Gazeta ustaliła, że po wyjeździe Romanowskiego z kraju prokuratura wystąpiła o unieważnienie dwóch jego paszportów do organów je wydających – MSZ i MSWiA. Jeden to paszport dyplomatyczny, który Romanowski posiadał jako wiceminister sprawiedliwości, z kolei drugi standardowy paszport cywilny. – Powodem unieważnienia paszportu był wniosek prokuratora prowadzącego śledztwo, złożony na podstawie art. 70 ust. 2 pkt 11 ustawy o dokumentach paszportowych – mówi prok.

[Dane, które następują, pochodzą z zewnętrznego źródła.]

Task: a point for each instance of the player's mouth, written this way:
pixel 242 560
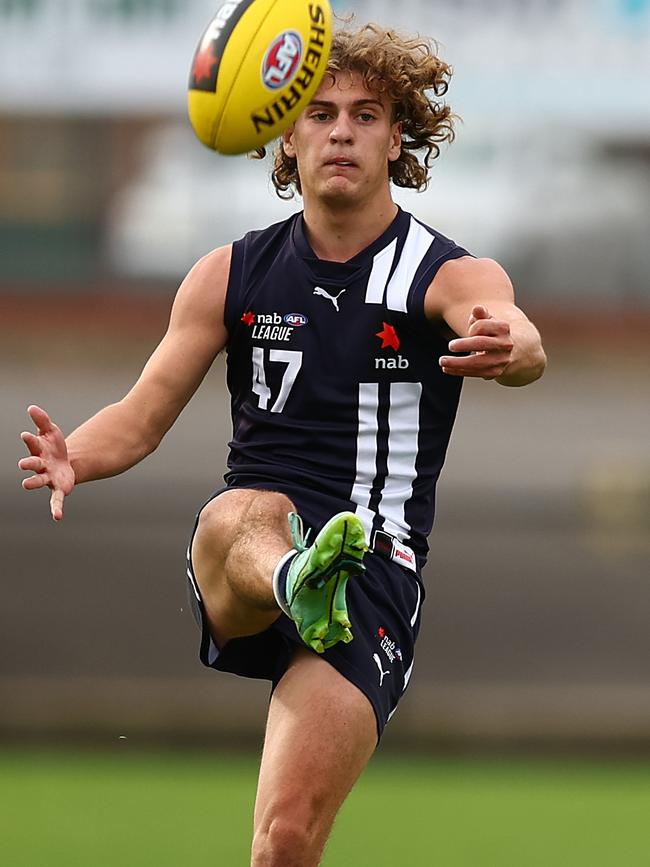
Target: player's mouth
pixel 341 162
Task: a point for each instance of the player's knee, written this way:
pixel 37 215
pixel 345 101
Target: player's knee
pixel 220 519
pixel 286 841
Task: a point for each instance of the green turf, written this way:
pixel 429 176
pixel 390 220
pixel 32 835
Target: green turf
pixel 126 809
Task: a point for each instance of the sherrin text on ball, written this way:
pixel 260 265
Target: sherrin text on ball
pixel 256 68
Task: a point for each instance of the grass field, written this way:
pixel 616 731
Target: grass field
pixel 129 809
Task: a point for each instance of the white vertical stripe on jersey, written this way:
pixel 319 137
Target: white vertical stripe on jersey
pixel 403 434
pixel 381 266
pixel 417 607
pixel 366 453
pixel 418 242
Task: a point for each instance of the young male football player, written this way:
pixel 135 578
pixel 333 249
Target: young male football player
pixel 348 330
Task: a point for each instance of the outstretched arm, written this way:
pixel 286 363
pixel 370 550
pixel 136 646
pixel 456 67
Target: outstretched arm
pixel 122 434
pixel 476 299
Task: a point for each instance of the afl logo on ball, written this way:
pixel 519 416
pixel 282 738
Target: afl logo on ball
pixel 282 60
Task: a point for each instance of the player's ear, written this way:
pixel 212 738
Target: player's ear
pixel 287 142
pixel 395 148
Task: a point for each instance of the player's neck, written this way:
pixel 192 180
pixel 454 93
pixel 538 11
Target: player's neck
pixel 338 235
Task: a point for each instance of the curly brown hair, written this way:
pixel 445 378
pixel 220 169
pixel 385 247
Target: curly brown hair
pixel 409 72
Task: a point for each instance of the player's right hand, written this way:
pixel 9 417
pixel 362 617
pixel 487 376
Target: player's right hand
pixel 48 461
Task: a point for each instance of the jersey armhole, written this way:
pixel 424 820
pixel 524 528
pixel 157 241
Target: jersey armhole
pixel 232 311
pixel 425 278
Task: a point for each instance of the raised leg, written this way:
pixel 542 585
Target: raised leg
pixel 242 534
pixel 321 733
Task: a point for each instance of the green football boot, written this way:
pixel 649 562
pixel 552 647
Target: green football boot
pixel 317 578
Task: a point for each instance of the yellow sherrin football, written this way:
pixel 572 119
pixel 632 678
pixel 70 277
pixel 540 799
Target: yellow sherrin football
pixel 257 66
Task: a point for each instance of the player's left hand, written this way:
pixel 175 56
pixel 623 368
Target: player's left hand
pixel 489 343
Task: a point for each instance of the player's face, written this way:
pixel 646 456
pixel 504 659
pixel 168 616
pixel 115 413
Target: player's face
pixel 344 141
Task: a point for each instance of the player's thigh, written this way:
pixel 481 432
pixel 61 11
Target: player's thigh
pixel 321 733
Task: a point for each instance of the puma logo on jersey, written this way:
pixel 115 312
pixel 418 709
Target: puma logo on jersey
pixel 382 673
pixel 333 298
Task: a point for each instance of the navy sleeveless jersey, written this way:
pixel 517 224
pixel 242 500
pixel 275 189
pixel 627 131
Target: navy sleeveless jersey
pixel 334 377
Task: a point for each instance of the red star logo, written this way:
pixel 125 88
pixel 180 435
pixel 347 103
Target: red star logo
pixel 204 63
pixel 389 337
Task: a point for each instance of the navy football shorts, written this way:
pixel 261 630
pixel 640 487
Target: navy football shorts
pixel 384 605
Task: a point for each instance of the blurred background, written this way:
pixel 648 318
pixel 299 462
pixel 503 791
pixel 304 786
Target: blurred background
pixel 535 634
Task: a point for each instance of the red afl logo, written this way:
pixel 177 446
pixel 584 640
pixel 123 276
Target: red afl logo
pixel 282 60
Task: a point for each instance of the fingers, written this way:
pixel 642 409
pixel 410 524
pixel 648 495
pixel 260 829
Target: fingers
pixel 501 343
pixel 33 483
pixel 32 442
pixel 486 365
pixel 33 464
pixel 40 418
pixel 56 505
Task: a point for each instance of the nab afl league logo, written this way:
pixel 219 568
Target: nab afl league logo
pixel 282 60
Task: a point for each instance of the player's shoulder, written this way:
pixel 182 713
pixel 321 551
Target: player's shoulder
pixel 269 234
pixel 468 270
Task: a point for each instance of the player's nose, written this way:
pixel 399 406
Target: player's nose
pixel 342 131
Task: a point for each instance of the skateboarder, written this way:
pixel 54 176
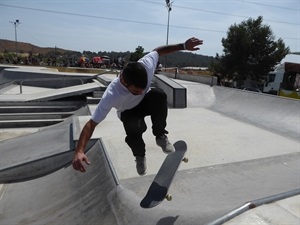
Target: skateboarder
pixel 131 95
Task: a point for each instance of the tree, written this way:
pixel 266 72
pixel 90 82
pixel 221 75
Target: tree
pixel 139 53
pixel 250 51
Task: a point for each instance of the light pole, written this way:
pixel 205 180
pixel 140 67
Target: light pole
pixel 169 7
pixel 15 23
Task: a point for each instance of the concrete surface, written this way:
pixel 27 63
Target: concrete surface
pixel 241 147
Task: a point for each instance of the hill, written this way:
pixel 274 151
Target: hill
pixel 10 46
pixel 178 59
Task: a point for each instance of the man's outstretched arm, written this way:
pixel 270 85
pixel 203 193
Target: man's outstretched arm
pixel 190 45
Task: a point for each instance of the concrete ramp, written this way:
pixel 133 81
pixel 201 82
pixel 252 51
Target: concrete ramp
pixel 273 113
pixel 63 197
pixel 69 197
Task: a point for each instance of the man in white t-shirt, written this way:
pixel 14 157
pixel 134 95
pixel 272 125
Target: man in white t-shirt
pixel 131 95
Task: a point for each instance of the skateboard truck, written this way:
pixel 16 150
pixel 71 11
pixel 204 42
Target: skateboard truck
pixel 158 190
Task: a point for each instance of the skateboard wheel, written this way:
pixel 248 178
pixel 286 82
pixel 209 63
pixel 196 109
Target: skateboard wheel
pixel 185 159
pixel 169 197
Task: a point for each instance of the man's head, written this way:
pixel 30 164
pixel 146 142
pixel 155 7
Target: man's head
pixel 135 77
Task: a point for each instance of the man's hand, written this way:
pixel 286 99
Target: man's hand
pixel 191 44
pixel 78 160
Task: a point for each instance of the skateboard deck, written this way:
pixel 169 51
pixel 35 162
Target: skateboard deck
pixel 158 190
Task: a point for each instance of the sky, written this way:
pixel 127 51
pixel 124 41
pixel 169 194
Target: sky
pixel 123 25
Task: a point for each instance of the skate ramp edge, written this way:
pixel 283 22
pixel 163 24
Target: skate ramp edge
pixel 273 113
pixel 65 196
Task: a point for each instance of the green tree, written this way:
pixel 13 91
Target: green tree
pixel 139 53
pixel 250 51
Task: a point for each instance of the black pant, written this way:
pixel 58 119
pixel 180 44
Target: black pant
pixel 153 104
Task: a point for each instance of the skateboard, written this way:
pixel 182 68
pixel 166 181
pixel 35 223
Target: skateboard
pixel 158 190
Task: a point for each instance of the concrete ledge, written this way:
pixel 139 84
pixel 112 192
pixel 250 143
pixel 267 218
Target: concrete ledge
pixel 176 93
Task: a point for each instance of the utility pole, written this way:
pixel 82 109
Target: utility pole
pixel 15 24
pixel 169 7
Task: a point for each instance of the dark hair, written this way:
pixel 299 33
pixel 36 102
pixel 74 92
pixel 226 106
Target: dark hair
pixel 134 73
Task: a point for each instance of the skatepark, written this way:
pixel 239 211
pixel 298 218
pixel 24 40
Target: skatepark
pixel 243 150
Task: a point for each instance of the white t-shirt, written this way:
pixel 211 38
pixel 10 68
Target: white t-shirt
pixel 119 97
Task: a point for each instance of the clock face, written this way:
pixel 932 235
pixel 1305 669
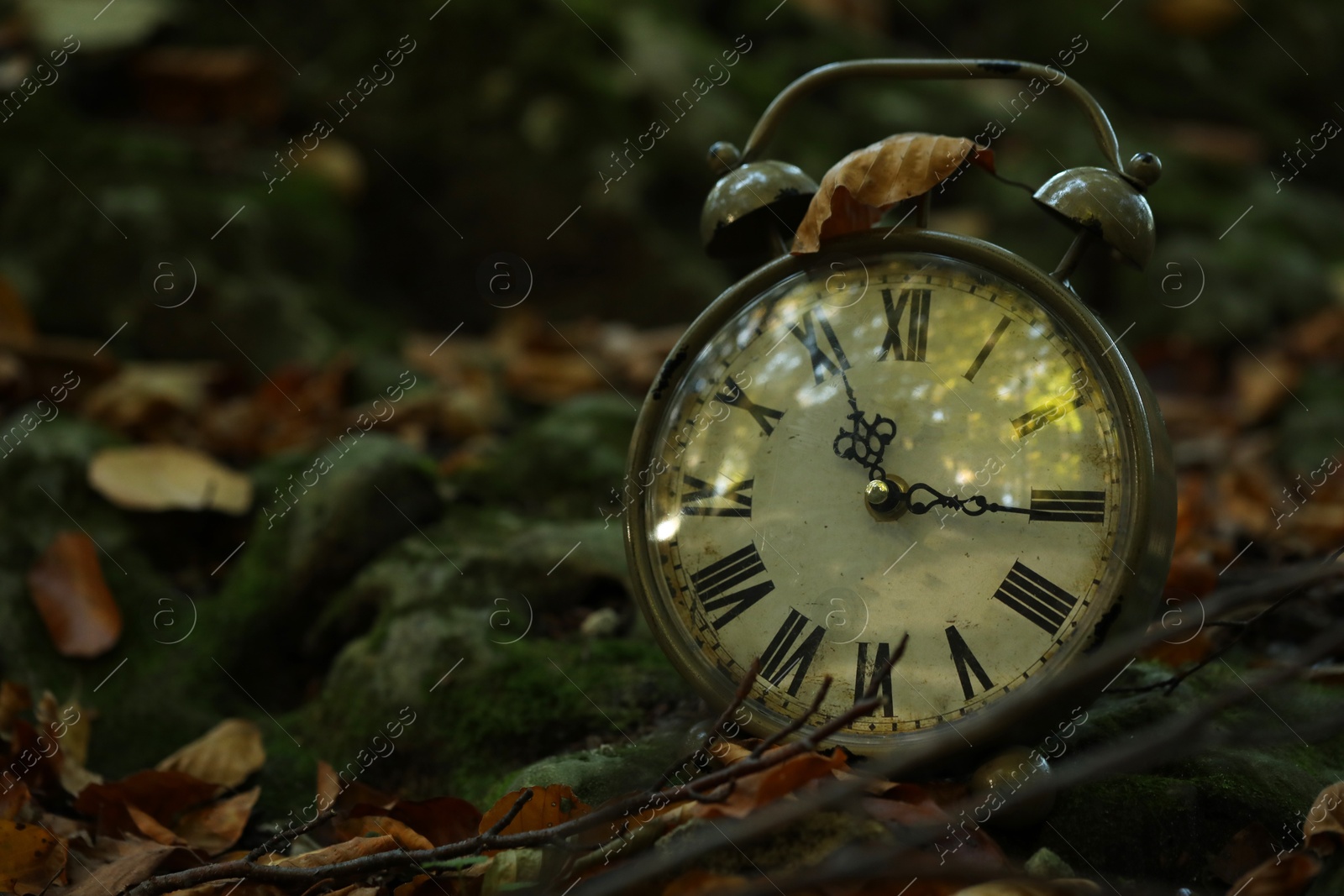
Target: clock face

Przemysław Nowak, rzecznik Prokuratury Krajowej. – Była potrzeba zabezpieczenia dalszego toku postępowania, w szczególności poprzez uniemożliwienie lub utrudnienie dalszej ucieczki podejrzanego Marcina Romanowskiego przy użyciu tego dokumentu, w tym uniemożliwienie opuszczenia strefy Schengen – tłumaczy.

Przywołany przez rzecznika przepis pozwala unieważnić paszport na wniosek "organu prowadzącego postępowanie przygotowawcze" w sprawie karnej albo sądu. W przypadku posła PiS inicjatywę wykazał prokurator.

"To czeka Ziobrę"

Marcin Romanowski potwierdza, że oba paszporty zostały unieważnione. Informację o tym uzyskał w systemie mObywatel. "Ponieważ mój polski paszport został unieważniony, zaopatrzyłem się w stosowny dokument wydawany na podstawie Konwencji Genewskiej z 1951 r." – przekazał "Rz". Wyjaśnia, że na podstawie Konwencji Genewskiej dotyczącej statusu uchodźców "osobie, której udzielono statusu uchodźcy, przysługuje dokument podróży (często potocznie określany jako paszport nansenowski), który jest ważny we wszystkich krajach świata poza krajem pochodzenia uchodźcy".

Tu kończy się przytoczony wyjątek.